My rating: 5 of 5 stars
In a world where “The Society” makes all the decisions for you; what to eat, what to wear, where you’ll work, what you’ll learn, who you marry, it’s easy to feel like life is safe and easy. The Society works for the good of the people after all; life expectancy is long, almost all signs of sickness and disease has been eradicated, everyone seems happy. This is the life that Cassia has learned to expect and trust – especially when she is Matched (her future husband that is chosen for her by The Society) with her best friend, Xander. But then comes the day after she’s matched, when in addition to Xander, the face of Ky, another boy in the neighborhood, flashes on the data card; the Society’s mistake spins Cassia into a whirlwind of emotions; who is her real match? How did this mistake happen anyway? Is the Society really trustworthy?
Matched is not just a love story, but a story of realization; of awakening, and this is what makes the book a definite must read! While it’s appalling to think of a time when the government makes every little decision for you, I do not think it’s an utterly unreasonable notion. In fact, there are countries where this is closer to reality than anyone would really like to admit.
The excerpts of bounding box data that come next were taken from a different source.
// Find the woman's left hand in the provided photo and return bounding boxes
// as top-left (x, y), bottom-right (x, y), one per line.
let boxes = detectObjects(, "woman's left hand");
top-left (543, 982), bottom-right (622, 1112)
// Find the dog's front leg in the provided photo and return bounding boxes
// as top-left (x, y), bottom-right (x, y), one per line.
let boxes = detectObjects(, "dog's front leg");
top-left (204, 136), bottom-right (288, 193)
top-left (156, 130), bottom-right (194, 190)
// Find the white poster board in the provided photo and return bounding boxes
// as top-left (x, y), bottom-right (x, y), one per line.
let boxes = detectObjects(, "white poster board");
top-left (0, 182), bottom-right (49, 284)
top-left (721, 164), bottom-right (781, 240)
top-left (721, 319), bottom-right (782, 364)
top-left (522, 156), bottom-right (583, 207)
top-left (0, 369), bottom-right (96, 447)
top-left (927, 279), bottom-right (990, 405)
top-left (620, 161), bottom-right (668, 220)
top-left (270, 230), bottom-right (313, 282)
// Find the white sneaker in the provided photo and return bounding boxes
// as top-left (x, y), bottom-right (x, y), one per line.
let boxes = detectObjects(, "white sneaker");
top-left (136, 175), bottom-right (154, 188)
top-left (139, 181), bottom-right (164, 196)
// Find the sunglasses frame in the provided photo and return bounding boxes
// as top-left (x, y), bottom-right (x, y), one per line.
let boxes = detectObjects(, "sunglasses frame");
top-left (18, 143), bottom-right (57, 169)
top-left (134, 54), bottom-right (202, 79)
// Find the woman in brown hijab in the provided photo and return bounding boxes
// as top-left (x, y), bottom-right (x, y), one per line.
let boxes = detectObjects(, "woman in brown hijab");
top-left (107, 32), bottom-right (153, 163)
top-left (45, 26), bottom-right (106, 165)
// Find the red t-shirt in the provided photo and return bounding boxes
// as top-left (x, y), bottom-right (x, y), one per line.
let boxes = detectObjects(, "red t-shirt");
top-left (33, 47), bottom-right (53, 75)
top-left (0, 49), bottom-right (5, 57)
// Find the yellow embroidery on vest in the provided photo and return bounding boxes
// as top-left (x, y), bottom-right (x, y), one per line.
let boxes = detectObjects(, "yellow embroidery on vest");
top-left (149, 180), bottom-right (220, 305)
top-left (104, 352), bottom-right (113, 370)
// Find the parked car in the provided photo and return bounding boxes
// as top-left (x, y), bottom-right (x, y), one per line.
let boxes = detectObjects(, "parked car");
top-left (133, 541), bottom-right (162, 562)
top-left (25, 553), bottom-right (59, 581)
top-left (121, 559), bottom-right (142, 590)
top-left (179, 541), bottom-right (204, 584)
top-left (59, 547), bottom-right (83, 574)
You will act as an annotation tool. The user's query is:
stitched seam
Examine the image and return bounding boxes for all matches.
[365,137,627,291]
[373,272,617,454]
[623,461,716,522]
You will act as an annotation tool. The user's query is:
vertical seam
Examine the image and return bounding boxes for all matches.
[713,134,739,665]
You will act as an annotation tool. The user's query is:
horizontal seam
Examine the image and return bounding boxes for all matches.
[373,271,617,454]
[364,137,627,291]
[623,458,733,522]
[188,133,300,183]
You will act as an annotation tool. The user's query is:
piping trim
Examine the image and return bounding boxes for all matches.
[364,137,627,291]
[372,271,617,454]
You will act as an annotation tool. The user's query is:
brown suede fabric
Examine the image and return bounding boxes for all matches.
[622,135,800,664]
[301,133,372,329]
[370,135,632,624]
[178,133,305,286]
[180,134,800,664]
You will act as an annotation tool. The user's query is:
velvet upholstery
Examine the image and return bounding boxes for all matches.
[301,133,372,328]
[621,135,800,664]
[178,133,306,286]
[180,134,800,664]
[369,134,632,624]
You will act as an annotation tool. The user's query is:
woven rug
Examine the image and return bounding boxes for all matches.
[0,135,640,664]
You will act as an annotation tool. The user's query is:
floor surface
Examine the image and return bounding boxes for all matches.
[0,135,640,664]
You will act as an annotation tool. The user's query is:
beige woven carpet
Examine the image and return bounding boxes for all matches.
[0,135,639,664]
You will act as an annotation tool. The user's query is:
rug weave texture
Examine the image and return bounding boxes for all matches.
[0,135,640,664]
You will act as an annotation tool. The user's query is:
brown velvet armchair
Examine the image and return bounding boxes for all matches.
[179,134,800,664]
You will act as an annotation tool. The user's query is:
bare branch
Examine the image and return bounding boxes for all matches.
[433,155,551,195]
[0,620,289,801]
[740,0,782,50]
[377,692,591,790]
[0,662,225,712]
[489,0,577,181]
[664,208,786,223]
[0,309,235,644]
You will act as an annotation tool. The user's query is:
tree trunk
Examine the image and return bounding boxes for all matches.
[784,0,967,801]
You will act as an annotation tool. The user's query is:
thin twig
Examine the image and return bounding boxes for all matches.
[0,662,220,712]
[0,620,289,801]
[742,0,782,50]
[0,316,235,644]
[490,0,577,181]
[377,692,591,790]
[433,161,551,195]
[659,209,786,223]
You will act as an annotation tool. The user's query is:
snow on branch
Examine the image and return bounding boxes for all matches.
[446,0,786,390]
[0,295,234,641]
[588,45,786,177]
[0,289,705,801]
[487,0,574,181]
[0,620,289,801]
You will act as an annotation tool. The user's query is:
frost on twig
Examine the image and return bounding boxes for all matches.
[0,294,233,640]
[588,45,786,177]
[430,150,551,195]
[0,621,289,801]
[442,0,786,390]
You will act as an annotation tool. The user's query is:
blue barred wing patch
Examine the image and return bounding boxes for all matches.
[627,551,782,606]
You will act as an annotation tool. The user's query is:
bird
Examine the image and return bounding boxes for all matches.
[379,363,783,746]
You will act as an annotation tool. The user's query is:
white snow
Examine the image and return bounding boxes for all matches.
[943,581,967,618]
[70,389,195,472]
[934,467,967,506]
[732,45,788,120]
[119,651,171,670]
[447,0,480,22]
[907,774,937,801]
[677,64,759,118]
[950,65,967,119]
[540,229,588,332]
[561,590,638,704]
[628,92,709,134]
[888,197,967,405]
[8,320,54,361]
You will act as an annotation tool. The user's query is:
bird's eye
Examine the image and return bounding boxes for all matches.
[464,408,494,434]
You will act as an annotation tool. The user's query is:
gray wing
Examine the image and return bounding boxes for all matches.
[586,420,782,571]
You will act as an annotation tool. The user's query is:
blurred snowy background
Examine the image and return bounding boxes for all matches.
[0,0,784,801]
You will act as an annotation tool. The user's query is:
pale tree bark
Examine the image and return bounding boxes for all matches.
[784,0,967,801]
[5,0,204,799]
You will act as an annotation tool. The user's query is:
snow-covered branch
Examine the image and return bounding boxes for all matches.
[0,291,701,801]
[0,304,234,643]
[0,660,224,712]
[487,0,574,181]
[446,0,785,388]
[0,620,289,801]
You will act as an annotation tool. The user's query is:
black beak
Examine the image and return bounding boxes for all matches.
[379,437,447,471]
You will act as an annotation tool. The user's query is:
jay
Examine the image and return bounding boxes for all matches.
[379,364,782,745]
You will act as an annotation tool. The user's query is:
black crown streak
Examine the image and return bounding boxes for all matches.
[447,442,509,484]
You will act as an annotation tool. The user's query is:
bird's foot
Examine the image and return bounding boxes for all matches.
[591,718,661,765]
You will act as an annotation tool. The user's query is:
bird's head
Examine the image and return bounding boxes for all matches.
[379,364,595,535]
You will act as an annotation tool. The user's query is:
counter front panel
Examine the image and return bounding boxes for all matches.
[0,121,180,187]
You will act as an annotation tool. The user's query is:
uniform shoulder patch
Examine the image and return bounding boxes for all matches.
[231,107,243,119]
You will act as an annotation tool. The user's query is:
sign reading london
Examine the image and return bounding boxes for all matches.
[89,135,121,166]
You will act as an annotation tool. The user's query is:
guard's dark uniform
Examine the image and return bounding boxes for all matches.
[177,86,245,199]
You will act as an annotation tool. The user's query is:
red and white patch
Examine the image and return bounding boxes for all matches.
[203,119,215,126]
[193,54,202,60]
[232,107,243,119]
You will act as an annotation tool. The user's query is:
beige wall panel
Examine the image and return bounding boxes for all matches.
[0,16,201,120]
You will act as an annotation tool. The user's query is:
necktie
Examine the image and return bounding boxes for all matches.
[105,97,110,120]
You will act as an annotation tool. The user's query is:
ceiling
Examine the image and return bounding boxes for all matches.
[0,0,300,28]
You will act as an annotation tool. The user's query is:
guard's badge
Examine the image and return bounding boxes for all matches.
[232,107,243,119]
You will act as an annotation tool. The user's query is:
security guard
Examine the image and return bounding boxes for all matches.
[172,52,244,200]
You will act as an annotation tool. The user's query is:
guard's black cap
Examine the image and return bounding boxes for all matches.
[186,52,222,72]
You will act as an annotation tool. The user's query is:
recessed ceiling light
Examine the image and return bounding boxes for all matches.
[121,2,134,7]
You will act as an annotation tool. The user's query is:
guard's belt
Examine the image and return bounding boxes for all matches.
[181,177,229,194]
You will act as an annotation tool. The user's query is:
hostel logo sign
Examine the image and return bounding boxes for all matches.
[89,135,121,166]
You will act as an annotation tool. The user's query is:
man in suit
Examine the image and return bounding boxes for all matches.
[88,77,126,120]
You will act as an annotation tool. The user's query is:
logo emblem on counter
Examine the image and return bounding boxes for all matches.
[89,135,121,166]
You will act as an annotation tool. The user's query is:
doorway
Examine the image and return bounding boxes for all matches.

Seeing Cassia move from someone who completely trusts in the only life she’s ever known to realizing how much control The Society actually has and despising it is probably the best part of the entire story. Cassia is extremely believable, there really is nothing extra special about her. Everything that she comes to know and understand throughout the book seems to follow a natural process of observing and thinking through. This is so refreshing and enjoyable – as usually the hero or heroine has qualities about them that that cause them to stand out in some way or another or give them an extra edge. I actually feel the same way about Ky, while he has figured out how to play The Society’s game, up until near the end of the book, it was all about not standing out, about being safe, and being basically invisible. I do believe he and Cassia are opposites in that while she has never known another life, he has had a taste of what freedom might look like. His personality and character as a whole are just as equally believable as Cassia’s. I cannot wait to see how their relationship unfolds, but even more than that, I can’t wait to see what major rifts they cause within the Society.
I do wish I could have gotten to know Xander a bit more. Or maybe not. I already felt bad enough for him, getting to know him more might have made it worse. To that thought, I also felt that Xander was way too good. There was not enough edge to him, he seemed to almost lack emotion. But then again, maybe this is exactly right, with a society that makes all decisions for you – maybe one would lack emotions. But still – due to some stuff at the end of the book I have reason to believe there was a lot of depth that could have been added to his character. I really ramped up the gaming scene between him and Ky in my head (as it was unfolding). I was sort of viewing it from a “who’s the better man” perspective. I was entirely wrong about the scene, but I guess I was just looking for the real Xander to come out. While he may not have known what was going on between Cassia and Ky, he did know something wasn’t exactly right with Cassia. I was thinking this scene was going to reveal that somewhere inside he DID know what was going on. Anyway – even when he did figure things out, he did not react in a way I felt someone who is suppose to be competitive and possibly in love would react. This makes me think that maybe there is more to Xander than he even knows just yet. I do hope there are good things for him in the future books.